Geographic information systems, also known as GIS, “interpret facts that pertain to the surface of the Earth,” a definition that can be “applied to things ranging from hand-drawn maps to computer systems to groups of people and even animals or plants,” Tomlin said.
This diversity is then put on full display when the exhibit highlights a collection of researchers at Yale who are using GIS data to do research in disparate fields. Natalie Schultz FES ’17, a research associate at the School of Forestry, for instance, looks at the impact of land use on local surface climates, and does her investigations with — amongst other tools — a drone that she flies herself. The exhibit includes aerial footage from Schultz’s drone. School of Forestry professor Xuhui Lee examines the interplay between the terrestrial biosphere, the atmosphere and human activity. Lee is the director of the Yale Center for Earth Observation, of which several contributors to the exhibit were a part. William Nordhaus ’63, a Yale professor who won the Nobel Prize in Economic Sciences last year, focuses on the economic impacts of climate change; the exhibit includes an incredible topographical map of world economic activity put together by him and Quinnipiac Professor Xi Chen. On the humanities end of the spectrum is Laura Wexler, a Yale professor of American studies and women’s gender, and sexuality studies who tracks the history of civil rights through geography and photography through Photogrammar, an application that pairs the photos to the places they were taken.

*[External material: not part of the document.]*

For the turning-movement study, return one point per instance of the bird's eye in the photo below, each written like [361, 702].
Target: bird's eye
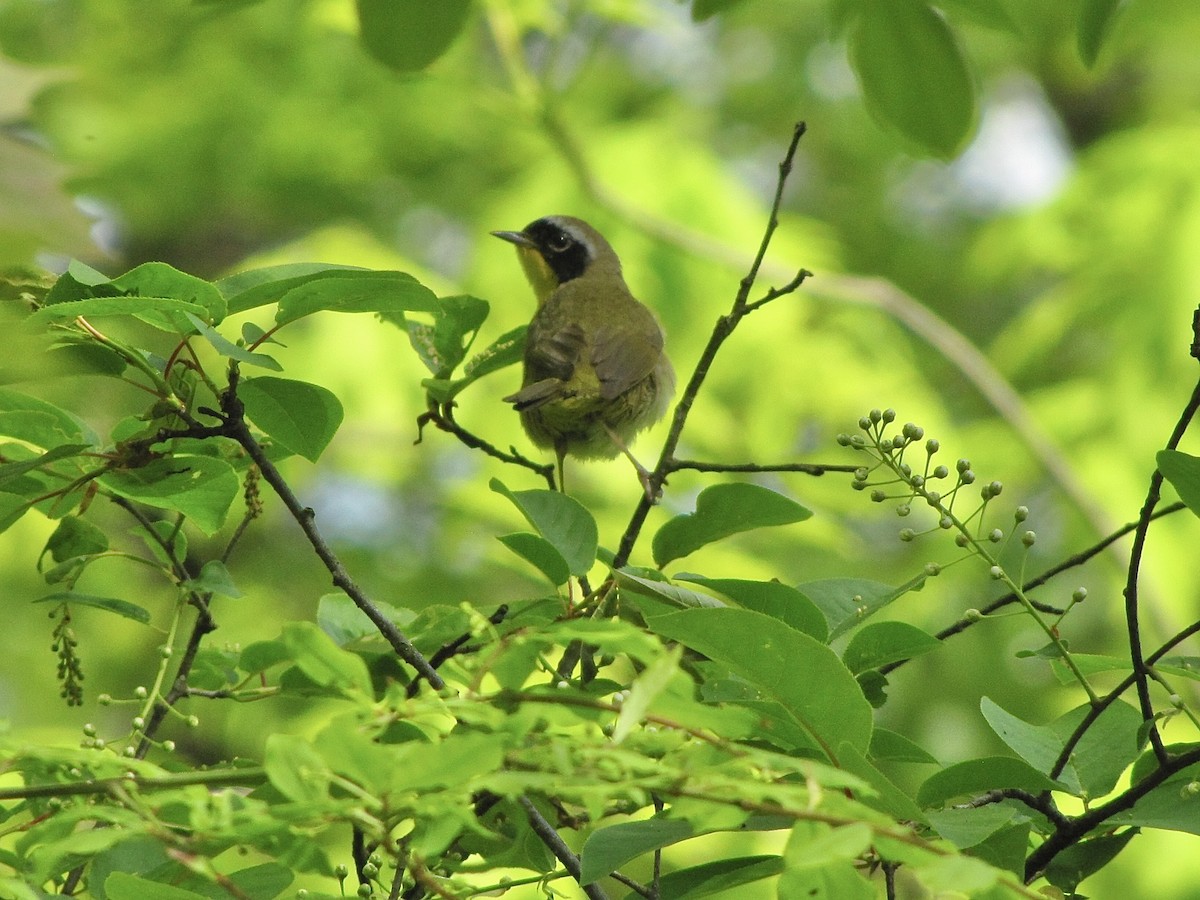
[561, 243]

The minds behind this digital wanderlust of an exhibit are Lori Bronars, Gwenyth Crowley and Miriam Olivares, who is also a featured researcher in the exhibit. They are all librarians who work with the Center for Science and Social Science Information and specialize in the sciences, social sciences and GIS respectively. Bronars and Crowley typically curate the exhibits at the CSSSI, of which there are two a year. They brought on Olivares when they decided to take on GIS, a topic they’d been considering for a while. In an interview, the librarians expressed pride at the fact that while many libraries show what texts or artifacts they have in the archives, the CSSSI exhibits the gains that Yale researches are making with the help of library resources. The librarians “brainstorm what people are interested in, consult different faculty members, the University report,” Crowley said. “It’s outreach for us, we’re the library and help people do research and show them the end product and what they’ve done. GIS is very popular and we thought that’s something people would be interested in.” This has been the strategy for many years of CSSSI exhibits — past topics have included work in sustainability, emotional intelligence and economics being done by Yale faculty.
While the availability of GIS information has increased exponentially as the cost of sending satellites into space has decreased, it was also important to the curators to include some historical pieces, courtesy of the Beinecke Rare Book and Manuscript Library’s Margit Kaye. Combined with the general design of the exhibit by Yale designer and illustrator Mark Saba, these antique maps add even more to what is a masterpiece of quantitative aesthetics. The oldest map is from 1553, and though it might seem ancient by our standards, it was revolutionary for its time, created with the help of a new device, “the mariner’s compass.” And, from 1748, a map of New Haven is included based on the drawings of James Wadsworth, class of 1748.
The exhibit will be featured at the CSSSI for a little over another month; it’s on 24 hours a day for any Yale students that happen to meander up to Kline Biology Tower at four in the morning. The exhibit reminds us of all the opportunities technology affords to us, and how many different ways a single technology can manifest. And for students that catch the GIS bug after stopping by, the library hosts workshops for STATlab and other softwares that went into the very research on display.
When asked if they found out anything new putting the exhibit together, Bronars responded, “You learn things for each exhibit. Even in my own area, getting the materials from current faculty members for their own research, even a caption on a picture can be very informative.”
Sometimes our lives and our planet can feel infinitely complicated, with billions of people and quintillions of data points. But a map can smooth all that out, give us something visual to grasp and keep us grounded. And here, at the CSSSI, there’s something for everyone to discover. Our eyes are so much clearer when there are so many different lenses we can put atop the places we live.